THE Kendal micro pub industry has been championing local indepedent brands of craft ale.

The progression of the craft ale business has seen the introduction of new flavours, tastes and ingredients that keeps this proud English tradition going through the years.

The brewers and pubs themselves being the driving force behind it, each outlet and business is working to support local independent brands and give their customers exactly what they expect.

Adrian Norris, Indie Craft Beer Manager said: “We tend to concentrate more on independent craft beers and try and stay clear of big brands in favour of smaller brands”.

“Some people like variety. There’s different flavours, tastes, colour and strength.

“We go for small independent brewers; they produce good quality and very tasty beers.

“The generally focus for us is on UK brands for craft ales.

“For us we started off in the business about four years ago.

“It was the passion for it that drove is and we were able to make it work.

“People like the variety craft ales offer, there’s more to it than just the taste, colour, look and smell.

“It’s about always looking ahead and planning for the future”.

Karl Smallshaw, 19 The Wine Bar Manager, the oldest wine bars in Kendal said: “Cask ales are popular because it’s a local product and its more of a regional product.

“You can see the value people hold with the local connection. If you see national brands but you see them beside local brands, you see the difference in popularity.

“It’s the local link.

“The younger generations tend to like more funky Indie Pale Ales. It’s a constantly changing market with the introduction of hybrid lagers. It started just as English Pale Ales but over the years its now blondes, golds and stouts”.

“Always goes down well with the older generations, and it’s cheaper.

The Fell Bar owner, Andrew Carter said: “We try our best to get people drinking more progressive beers and try new flavours.

“We began in July 2017. We are brewers primarily and we try our best for our customers.

We aim to push more progressive beers and we try to make our products as exciting as possible.

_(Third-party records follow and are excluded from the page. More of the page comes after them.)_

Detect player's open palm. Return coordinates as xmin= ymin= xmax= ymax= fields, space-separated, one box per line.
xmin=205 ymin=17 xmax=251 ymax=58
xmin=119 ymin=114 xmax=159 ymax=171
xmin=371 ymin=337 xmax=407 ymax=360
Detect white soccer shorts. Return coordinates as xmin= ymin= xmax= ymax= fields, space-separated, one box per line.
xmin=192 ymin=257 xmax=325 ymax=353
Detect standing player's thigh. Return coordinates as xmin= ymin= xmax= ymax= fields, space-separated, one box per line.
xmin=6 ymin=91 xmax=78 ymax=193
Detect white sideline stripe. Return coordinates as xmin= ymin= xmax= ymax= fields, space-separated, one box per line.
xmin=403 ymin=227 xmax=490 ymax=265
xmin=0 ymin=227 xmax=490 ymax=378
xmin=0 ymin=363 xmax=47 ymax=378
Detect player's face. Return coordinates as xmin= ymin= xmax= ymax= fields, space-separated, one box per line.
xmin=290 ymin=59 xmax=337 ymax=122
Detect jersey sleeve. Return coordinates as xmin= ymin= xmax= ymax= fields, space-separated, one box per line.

“We represent local independent brands across England, no mass brands. They’re full of flavour and far more interesting.

“It’s about going for the flavour. People come for the flavours and they like to support local independent brewers”.

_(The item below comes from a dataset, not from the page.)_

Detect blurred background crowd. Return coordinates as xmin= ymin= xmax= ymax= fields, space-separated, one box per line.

Dan Carll of the Masons Yard said: “Kendal has always been a massive craft ale town for a very long time.

“We originally had four pumps when we started, and we soon realised that we needed six.

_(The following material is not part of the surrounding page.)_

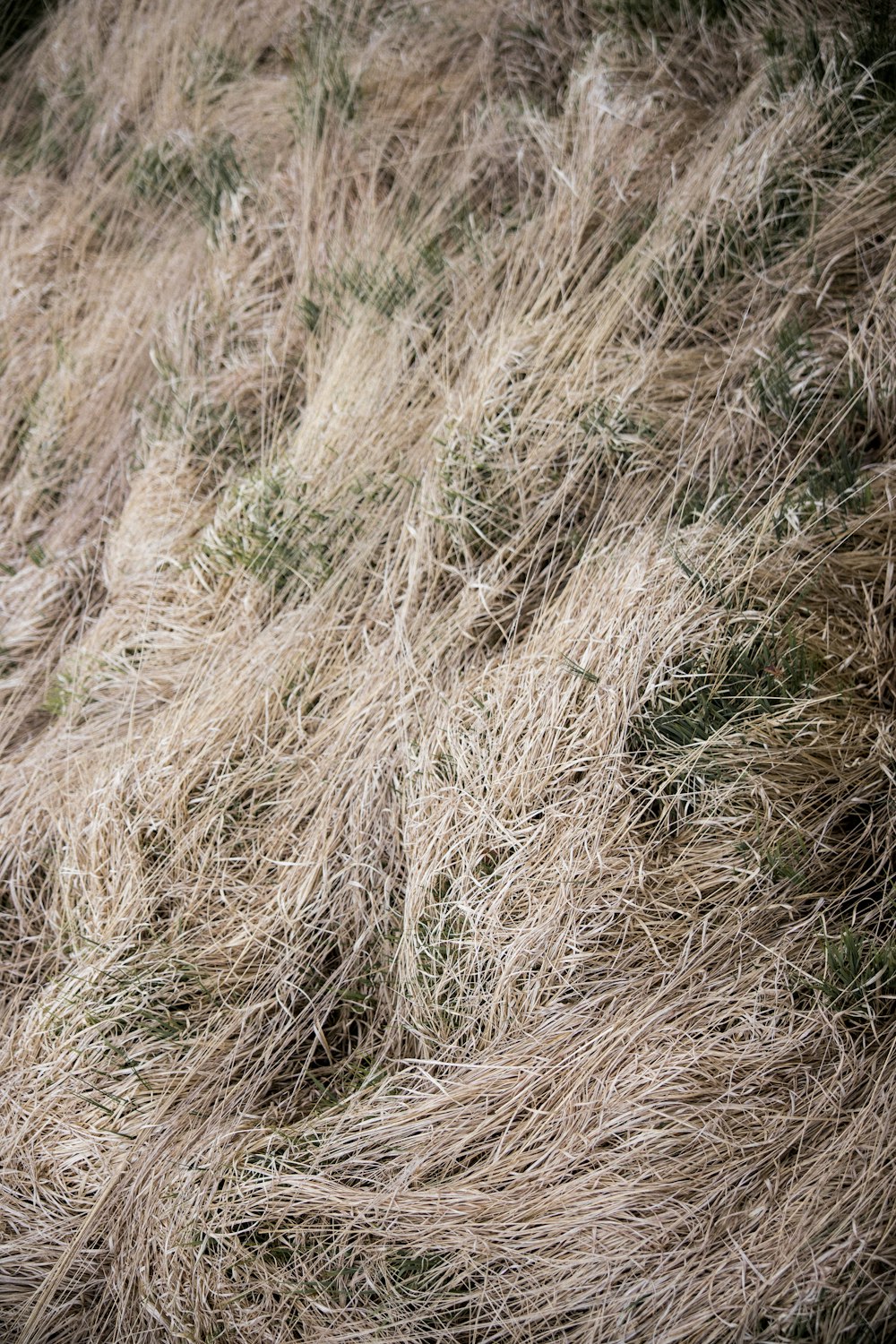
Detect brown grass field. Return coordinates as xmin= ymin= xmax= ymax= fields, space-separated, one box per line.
xmin=0 ymin=0 xmax=896 ymax=1344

“Camra has always done a great job in promoting. We won 2018 Pub of the Year.

“It’s always been popular. You can see it with places opening up in town, it shows the popularity this line of work has.

“We buy locally made brands like Hawkshead and Lancaster brewer.

“It’s all about the customers. It’s all about giving the customer what they want.

"We are really lucky to live in an area like this with so many brands to choose from.

“We will be selective. We only go for brands based on quality. We pride ourselves on our choices.

“The secret is to look after your cellar. It all begins in there.

"If you look after your cellar then you are looking after your beer, and if you are looking after your beer than you are looking after your customer and their needs.

“We like to put offers on, we have a pound off for pints on Mondays and Tuesdays here”.

The local support for independent brands has been the backbone for the craft ale tradition.

A representative of the Hawkshead brewery said: “It’s all very positive for the craft beer market and it has now gone into overdrive.

“People are now more conscious about what they drink rather than just going for the cheapest option.

"They are thinking more about what they are spending their money on.

“When we started back in 2002, the market it was dominated by traditional bitters.

"But now there is so much in the way of variety with Indie Pale Ales, hops and even milkshake stouts.

“There are so many new ingredients to try. If you can think of it then you can make it.

“There are new experiences and new tastes out there, it can be a lot of fun for us to get to play around with.

“It is good for us because we have such amazing local pubs. We see them popping up all over the place. Cumbria has a very high population of brewers. There is a lot of competition as well.

“It’s a business that is always growing and its always expanding. It goes hand in hand with people beginning to think about what they are drinking.

“We see where the interest is, and we work to develop it. We are seeing the trend in non-alcoholic or low alcoholic beers emerging.

“We are also seeing a surge in cans and bottled beers on the rise.

“It’s about the hard work and the need to look after what you are selling. We try to educate our pubs about how to look after their beer and how to keep our products in the peak condition. That’s what people are after.

“The craft ale market is expanding. We are expanding our range and giving people a lot more options.

"It’s what the customer expects and that's what we always aim for and will never turn our backs on".

With the popularity of craft ales in Kendal, and across Cumbria, brewers and brands are moving to create more inventive and imaginative tastes and flavours.

Supporting local brands over national brands is done by both the businesses and their local customers, which both go towards keeping the tradition alive.